First start creating a .gitattributes file. It can be specific to a project or global to the user, if you save it in your home directory. This file tells git how to treat files during version control. In this case I’ll define svg and png image files as binaries, so that they never show a text diff representation in git. pdf files on the other hand will be treated with a special filter.

1*.svg binary
2*.png binary
3*.pdf diff=pdf

Next in ~/.gitconfig, my global configuration, I setup how to treat pdf files. Their text representation is the information pdfinfo can give me about them. I only need to add this 2 lines in the .gitconfig file.

1[diff "pdf"]
2      textconv = pdfinfo

More exciting now is to add the difftool configuration. I call it image_diff and then declare the command cmd that will perform the diff action.

1[difftool "image_diff"]
2      cmd = compare $REMOTE $LOCAL png:- | montage -geometry 400x -font Liberation-Sans -label "reference" $LOCAL -label "diff" - -label "current--%f" $REMOTE x:

$LOCAL and $REMOTE are variables intrinsic to git and correspond to the old/staged file and the current/unstaged file. compare takes the 2 files that can be treated by imagemagick and creates a comparison png stream (defined by png:-). The output is piped to montage to create a more informative 3 column image with the reference file to the left, the diff in the middle and to the right is the current file. -geometry 400x sets the size of the image, feel free to scale it. -font Liberation-Sans is the font of the labels, I set it up because montage seems to default to Helvetica which I don’t care to install in my system.

The workflow

When I’m working on my code or any text file I can review/stage and commit all my changes from the shell or with any other tool I use to communicate with git.

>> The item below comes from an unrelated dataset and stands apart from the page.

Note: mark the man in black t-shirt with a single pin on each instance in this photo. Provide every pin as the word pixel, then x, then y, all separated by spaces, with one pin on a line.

Let’s take for example this simple Python code.

1import matplotlib.pyplot as plt
2import numpy as np
3x = np.linspace(0, 4, 122)
4plt.plot(x, np.sin(x))
Figure 1: Image generate by the previous codeblock

Figure 1: Image generate by the previous codeblock

Now I can continue editing my source code. I now plot a second function, include the necessary labels and finally save the plot under the same name.

 1import matplotlib.pyplot as plt
 2import numpy as np
 3x = np.linspace(0, 4, 122)
 4plt.plot(x, np.sin(x), 'C0', label=r'$f(x)=\sin(x)$')
 5plt.plot(x, np.sin(3*x), 'C1', label=r'$f(x)=\sin(3x)$')
Figure 2: New plot generated by the updated code

Figure 2: New plot generated by the updated code

I review and stage all my changes for text files in the usual way. But for image files I can now review the changes using the git difftool that I just defined.

1git difftool -t image_diff

This will ask me if I want to launch image_diff to evaluate the diffs of every file not staged. When it comes to the image file I accept, it immediately brings into display the diff image.

Figure 3: Image diff

Figure 3: Image diff

After reviewing the changes and being conscious why they happened I stage the modified image and do a new commit.